Двое тралтанов, загребая двенадцатью ножищами, промчались по пляжу и плюхнулись в воду. Песок и брызги разлетелись в радиусе пятидесяти ярдов.

В условиях малой гравитации тяжеловесные и малоподвижные ФГЛИ резвились как ягнята, а песчаная пыль, которую они поднимали, ещё долго висела в воздухе. Наконец, убедившись, что взвесь осела до последней крупинки, Конвей убрал было руку с глаз Мэрчисон, но потом, робко и немного неуклюже, провел пальцами по щеке девушки, коснулся подбородка и несильно дернул за прядь золотистых волос. Он почувствовал, как Мэрчисон напряглась – и снова расслабилась.

– Теперь вы понимаете, – выдавил он. – Конечно, может, вам нравится, когда швыряют песком в лицо...

– Мы останемся наедине, – со смехом перебила Мэрчисон, – когда вы пойдете провожать меня.
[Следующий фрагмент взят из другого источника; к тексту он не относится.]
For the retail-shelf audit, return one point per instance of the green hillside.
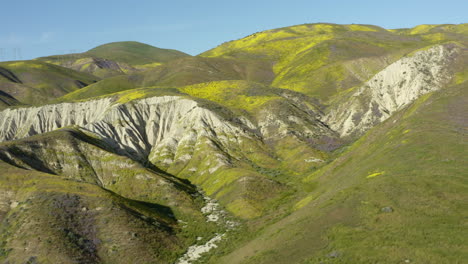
(135, 53)
(34, 82)
(314, 143)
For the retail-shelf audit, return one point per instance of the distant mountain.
(116, 58)
(35, 82)
(315, 143)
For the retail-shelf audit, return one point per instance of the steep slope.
(196, 139)
(393, 88)
(135, 53)
(180, 72)
(34, 82)
(52, 219)
(332, 143)
(322, 60)
(7, 100)
(396, 195)
(102, 68)
(115, 58)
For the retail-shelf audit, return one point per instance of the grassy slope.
(114, 200)
(37, 82)
(135, 53)
(326, 58)
(412, 163)
(181, 72)
(47, 223)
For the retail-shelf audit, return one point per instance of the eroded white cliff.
(390, 90)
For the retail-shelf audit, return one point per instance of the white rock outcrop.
(136, 128)
(392, 89)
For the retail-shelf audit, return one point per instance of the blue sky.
(39, 28)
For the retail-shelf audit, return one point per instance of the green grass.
(41, 82)
(422, 177)
(135, 53)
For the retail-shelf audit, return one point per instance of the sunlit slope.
(323, 59)
(116, 58)
(396, 194)
(181, 72)
(135, 53)
(88, 203)
(35, 82)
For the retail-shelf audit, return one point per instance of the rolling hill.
(315, 143)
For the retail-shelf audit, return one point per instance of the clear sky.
(33, 28)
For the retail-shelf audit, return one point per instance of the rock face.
(134, 128)
(390, 90)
– Ну да, – фыркнул Конвей. – Опять вы за свое! Мы подкрадемся на цыпочках к вашей двери, чтобы не разбудить вашу подругу, которой утром на дежурство, а затем заявится этот чертов робот... – Он попытался изобразить механический голос устройства:

– »Я определил, что вы относитесь к классу ДБДГ и принадлежите к различным полам, а также что вы находились в тесном соприкосновении в течение двух минут сорока восьми секунд. При данных обстоятельствах я должен напомнить вам правило двадцать первое, подраздел три, где говорится о порядке приема гостей медсестрами секции ДБДГ...»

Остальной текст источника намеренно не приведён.